Forget silver bullets. We need silver buckshot to tackle climate change.

Executive Editor

Clichés, as trite as they are, exist for a good reason. They simplify complex topics.

“Silver bullet” is one we know well. It implies one solution can solve all of a given problem. It’s thrown around a lot in our energy and climate change debate, but it’s a bit of a misnomer for a problem so complex and vast.

The Biden administration (among others) wants us to do away with silver bullets. Energy Secretary Jennifer Granholm has invoked the phrase “silver buckshot” instead to argue that we need to pursue a mix of energy sources and technologies, including renewables, carbon capture technologies, nuclear power and more.

In our last two editions, Cipher discussed why we need a lot more clean energy—and the challenges of building it out. This week, we’re looking at why we need to keep our clean energy options open (for now).

Buckshot is a collection of pellets inside a shotgun shell.

“As may be expected, buckshot earns its name from the original intent, to bring down deer-sized game,” according to a blog called Cheaper Than Dirt!, which is otherwise unrelated to the topic at hand. (Also, we should do away with gun metaphors, but we’re working with what we’ve got.)

The metaphor we’re going for here is that we need to pursue a lot of technologies, not just one or two, to effectively tackle climate change. It seems like a simple enough thing to agree on, but it’s one of the most common—and intense—debates our society has.

Here’s a simplified and truncated snapshot:

Some people, particularly some progressive politicians and activists, say wind and solar power can do the lion’s share of the work and thus are the closest things we have to a silver bullet for tackling climate change.

Many conservatives, wary of big government action on climate change, put all their eggs into the nuclear energy basket and say renewables aren’t up to the task in large quantities.

Corporate profit motives, emotional reaction to certain technologies and other factors all drive people to choose some zero-emission technologies over others.

But the culprit is carbon emissions, so solutions should be anything and everything that reduces them, regardless of the technology used.

The silver buckshot approach is backed by a pile of research.
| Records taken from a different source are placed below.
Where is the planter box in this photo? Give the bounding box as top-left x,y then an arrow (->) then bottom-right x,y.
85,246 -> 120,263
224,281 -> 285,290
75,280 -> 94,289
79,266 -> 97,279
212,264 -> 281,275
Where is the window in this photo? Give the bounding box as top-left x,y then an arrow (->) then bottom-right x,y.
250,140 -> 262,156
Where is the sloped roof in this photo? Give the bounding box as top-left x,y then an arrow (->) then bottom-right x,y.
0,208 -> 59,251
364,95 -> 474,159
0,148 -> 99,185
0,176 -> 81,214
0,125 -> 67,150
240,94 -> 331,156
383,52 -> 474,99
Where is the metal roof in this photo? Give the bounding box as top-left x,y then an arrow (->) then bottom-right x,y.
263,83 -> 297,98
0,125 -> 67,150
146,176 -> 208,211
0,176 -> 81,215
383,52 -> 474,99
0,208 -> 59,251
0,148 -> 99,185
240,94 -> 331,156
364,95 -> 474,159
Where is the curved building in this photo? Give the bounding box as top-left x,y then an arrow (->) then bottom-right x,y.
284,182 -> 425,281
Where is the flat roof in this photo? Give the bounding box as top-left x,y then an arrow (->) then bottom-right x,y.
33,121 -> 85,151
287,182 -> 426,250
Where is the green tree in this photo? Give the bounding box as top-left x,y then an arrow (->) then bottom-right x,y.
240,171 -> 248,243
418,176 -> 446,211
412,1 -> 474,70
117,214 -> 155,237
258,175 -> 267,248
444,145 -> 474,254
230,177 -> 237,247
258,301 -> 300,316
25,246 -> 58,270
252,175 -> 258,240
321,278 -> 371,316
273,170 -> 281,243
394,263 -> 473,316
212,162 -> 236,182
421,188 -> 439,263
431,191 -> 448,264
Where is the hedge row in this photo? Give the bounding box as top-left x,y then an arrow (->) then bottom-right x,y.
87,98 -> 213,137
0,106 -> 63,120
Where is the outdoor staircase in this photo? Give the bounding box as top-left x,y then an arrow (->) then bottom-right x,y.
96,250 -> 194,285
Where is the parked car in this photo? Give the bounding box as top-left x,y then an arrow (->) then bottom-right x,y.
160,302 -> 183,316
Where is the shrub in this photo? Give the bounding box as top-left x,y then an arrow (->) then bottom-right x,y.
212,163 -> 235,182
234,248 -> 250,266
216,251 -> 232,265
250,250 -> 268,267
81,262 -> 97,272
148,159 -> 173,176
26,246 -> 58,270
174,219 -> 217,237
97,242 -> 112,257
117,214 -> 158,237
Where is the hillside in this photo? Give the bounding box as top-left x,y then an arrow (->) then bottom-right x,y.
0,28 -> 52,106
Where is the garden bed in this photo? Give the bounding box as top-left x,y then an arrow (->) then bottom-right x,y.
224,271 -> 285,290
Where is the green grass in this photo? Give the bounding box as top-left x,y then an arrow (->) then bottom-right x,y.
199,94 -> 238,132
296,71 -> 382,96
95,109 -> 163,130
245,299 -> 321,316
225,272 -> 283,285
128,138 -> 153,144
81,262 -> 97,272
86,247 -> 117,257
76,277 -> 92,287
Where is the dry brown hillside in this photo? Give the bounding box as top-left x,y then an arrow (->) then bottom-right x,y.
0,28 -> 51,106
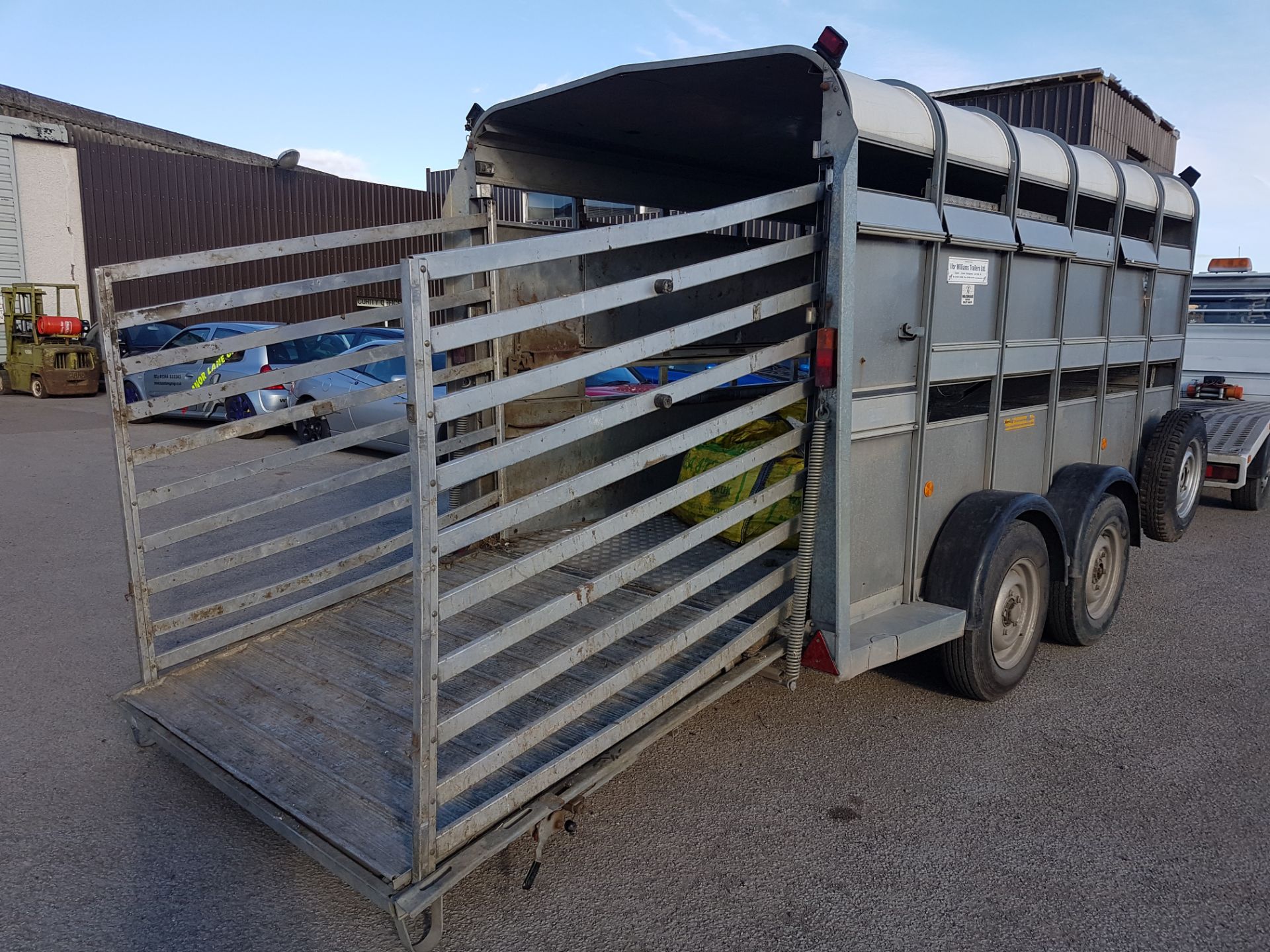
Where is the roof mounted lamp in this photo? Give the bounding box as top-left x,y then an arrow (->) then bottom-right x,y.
812,26 -> 847,69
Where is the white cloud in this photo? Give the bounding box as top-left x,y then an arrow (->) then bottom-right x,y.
300,149 -> 376,182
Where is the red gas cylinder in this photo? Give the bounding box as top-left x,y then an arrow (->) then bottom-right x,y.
36,315 -> 84,338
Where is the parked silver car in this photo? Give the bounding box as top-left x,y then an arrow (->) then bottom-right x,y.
123,321 -> 348,436
288,337 -> 446,453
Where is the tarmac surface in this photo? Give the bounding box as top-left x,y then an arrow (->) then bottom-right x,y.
0,396 -> 1270,952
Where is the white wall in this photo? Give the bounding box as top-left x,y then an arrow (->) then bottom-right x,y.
13,136 -> 89,298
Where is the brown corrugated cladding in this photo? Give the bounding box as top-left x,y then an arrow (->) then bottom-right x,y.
1091,83 -> 1177,173
944,83 -> 1096,146
943,81 -> 1177,171
75,138 -> 439,323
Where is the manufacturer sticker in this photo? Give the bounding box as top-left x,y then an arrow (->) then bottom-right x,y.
949,258 -> 988,284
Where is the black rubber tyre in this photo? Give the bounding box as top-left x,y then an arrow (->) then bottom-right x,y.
1046,493 -> 1129,646
1230,440 -> 1270,513
941,519 -> 1049,701
1139,409 -> 1208,542
296,416 -> 330,443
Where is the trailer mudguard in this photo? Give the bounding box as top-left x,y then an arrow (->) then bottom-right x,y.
1045,463 -> 1142,558
922,489 -> 1067,642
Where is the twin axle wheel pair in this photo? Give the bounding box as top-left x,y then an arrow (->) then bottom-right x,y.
926,410 -> 1208,701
All show that—regardless of the ultimate energy source—the amount of zero-emissions electricity we need grows substantially, so we shouldn’t be so picky.

BloombergNEF has laid out three different pathways to a net-zero emissions energy system by 2050: mostly renewables, mostly fossil fuels with carbon capture tech installed and mostly nuclear power.
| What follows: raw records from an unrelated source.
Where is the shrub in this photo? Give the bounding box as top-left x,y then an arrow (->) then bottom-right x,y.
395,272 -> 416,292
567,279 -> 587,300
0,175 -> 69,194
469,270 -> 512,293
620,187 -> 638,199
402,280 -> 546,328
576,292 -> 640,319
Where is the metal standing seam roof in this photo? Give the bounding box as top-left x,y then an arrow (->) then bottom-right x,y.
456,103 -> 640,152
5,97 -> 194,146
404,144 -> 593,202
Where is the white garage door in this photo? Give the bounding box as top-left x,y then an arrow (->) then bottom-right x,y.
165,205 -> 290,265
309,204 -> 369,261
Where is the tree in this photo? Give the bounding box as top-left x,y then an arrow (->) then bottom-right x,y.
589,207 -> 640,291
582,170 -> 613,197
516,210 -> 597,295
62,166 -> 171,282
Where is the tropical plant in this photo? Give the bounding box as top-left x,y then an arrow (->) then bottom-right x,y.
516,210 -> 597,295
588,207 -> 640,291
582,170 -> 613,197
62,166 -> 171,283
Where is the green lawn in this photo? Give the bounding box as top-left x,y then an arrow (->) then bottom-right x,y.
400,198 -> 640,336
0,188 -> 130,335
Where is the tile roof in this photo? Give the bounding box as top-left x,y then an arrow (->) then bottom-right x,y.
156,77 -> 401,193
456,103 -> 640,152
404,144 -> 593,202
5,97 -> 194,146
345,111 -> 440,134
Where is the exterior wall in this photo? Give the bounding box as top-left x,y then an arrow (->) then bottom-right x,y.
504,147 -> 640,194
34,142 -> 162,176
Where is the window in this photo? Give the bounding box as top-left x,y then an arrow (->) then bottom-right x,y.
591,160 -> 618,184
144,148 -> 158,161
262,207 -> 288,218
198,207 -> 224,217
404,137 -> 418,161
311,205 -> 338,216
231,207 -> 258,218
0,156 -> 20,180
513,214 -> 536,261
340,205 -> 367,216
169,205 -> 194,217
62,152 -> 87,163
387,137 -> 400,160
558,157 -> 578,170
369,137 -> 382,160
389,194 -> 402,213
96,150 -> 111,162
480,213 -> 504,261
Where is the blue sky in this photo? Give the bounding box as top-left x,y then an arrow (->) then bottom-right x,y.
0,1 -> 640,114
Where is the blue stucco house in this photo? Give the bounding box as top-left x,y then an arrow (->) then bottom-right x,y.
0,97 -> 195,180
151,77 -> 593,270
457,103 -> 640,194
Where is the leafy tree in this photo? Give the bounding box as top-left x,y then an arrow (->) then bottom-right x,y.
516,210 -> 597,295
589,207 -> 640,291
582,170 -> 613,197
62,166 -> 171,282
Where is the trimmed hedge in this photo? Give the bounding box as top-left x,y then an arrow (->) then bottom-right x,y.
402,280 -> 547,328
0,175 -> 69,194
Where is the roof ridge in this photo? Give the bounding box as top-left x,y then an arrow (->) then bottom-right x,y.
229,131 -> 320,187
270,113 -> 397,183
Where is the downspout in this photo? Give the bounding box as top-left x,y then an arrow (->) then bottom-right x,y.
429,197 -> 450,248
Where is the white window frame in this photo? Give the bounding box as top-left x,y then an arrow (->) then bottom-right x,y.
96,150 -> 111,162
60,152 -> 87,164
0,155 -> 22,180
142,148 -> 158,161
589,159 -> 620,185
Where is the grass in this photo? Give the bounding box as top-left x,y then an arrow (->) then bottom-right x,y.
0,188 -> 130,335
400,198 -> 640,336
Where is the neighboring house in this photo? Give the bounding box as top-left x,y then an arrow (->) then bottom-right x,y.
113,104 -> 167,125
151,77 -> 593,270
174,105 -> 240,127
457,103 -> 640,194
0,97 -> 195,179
Princeton University posited five different pathways to a net-zero-emissions U.S. economy by 2050, relying to varying degrees on different resources and technologies.
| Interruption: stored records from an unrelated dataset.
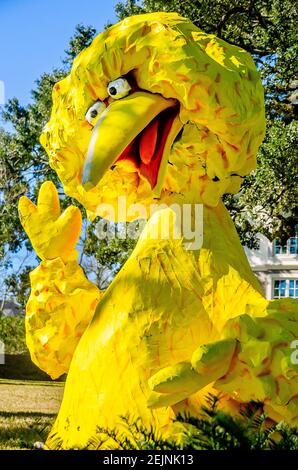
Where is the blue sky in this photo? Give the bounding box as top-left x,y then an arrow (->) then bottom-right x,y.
0,0 -> 118,284
0,0 -> 118,104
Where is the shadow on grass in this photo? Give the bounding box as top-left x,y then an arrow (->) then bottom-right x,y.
0,411 -> 55,450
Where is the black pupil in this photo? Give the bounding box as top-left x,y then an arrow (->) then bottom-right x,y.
109,86 -> 117,95
90,109 -> 98,118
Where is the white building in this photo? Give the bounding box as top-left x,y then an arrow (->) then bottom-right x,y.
245,235 -> 298,299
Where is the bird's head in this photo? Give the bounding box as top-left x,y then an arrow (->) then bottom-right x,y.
41,13 -> 265,222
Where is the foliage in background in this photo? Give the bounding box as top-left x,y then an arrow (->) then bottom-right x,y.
0,316 -> 27,354
116,0 -> 298,247
0,25 -> 133,307
50,395 -> 298,450
0,0 -> 298,306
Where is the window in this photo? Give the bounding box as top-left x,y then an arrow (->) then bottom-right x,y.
273,279 -> 298,299
274,237 -> 298,255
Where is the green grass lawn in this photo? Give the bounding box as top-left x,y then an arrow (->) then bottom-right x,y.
0,379 -> 64,450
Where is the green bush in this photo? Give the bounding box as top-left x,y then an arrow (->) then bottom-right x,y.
0,316 -> 27,354
87,396 -> 298,450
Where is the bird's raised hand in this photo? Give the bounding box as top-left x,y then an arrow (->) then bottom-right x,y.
19,181 -> 82,262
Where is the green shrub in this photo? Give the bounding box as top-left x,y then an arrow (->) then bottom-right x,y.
0,316 -> 27,354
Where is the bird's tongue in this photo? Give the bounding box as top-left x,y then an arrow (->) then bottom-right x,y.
139,118 -> 158,165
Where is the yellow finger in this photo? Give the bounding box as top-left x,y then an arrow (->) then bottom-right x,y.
147,392 -> 189,409
37,181 -> 60,220
57,206 -> 82,247
18,196 -> 37,231
148,362 -> 206,395
191,339 -> 237,378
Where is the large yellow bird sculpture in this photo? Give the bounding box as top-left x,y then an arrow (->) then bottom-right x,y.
19,13 -> 298,449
Pursuing multiple pathways is a “risk management strategy,” says Jesse Jenkins, Princeton University professor and co-author of the study. “We want to keep all viable pathways open. If some end up getting closed off by constraints—society, policy or technology—we can pivot and still have viable paths to get to net zero,” he said.

Even within an electricity system dominated by renewables, research suggests a silver buckshot approach is best when it comes to balancing variable wind and solar energy with different types of storage technologies. Storage technologies could include things such as different battery materials and hydropower pumped up a hill for later use.

Electricity also doesn’t power everything in our economy. Other technologies, such as carbon capture and clean hydrogen, are critical to help cleaning up those parts of the economy we can’t easily electrify, like manufacturing and aviation.

That’s why much of the Energy Department’s work under President Biden has increasingly focused on these areas, as does a lot of organizations, including Breakthrough Energy, which supports Cipher.

Silver buckshot, as a metaphor, is not new. It goes as far back as at least 2006, when environmentalist Bill McKibben wrote about it.

“The idea that nuclear or ‘clean coal’ or, for that matter, wind, will by itself solve our energy gap is nonsense, and it usually masks an ideological argument from one side or the other,” McKibben wrote then. “There are no silver bullets, only silver buckshot.”

More recently, McKibben has become one of the most outspoken supporters of 100% renewable energy. He indicated to me in an email that he still generally believes in the buckshot approach, albeit with different technologies we weren’t aware of back then, like induction cooktops and e-bikes.

It’s been at least 15 years since the term surfaced, and we may eventually reach a point when, in fact, silver buckshot is not the best approach.

“At some point, dominant strategies can emerge,” Jenkins said. “But as a matter of public policy choices, we should not assume complete dominance of any given technology.”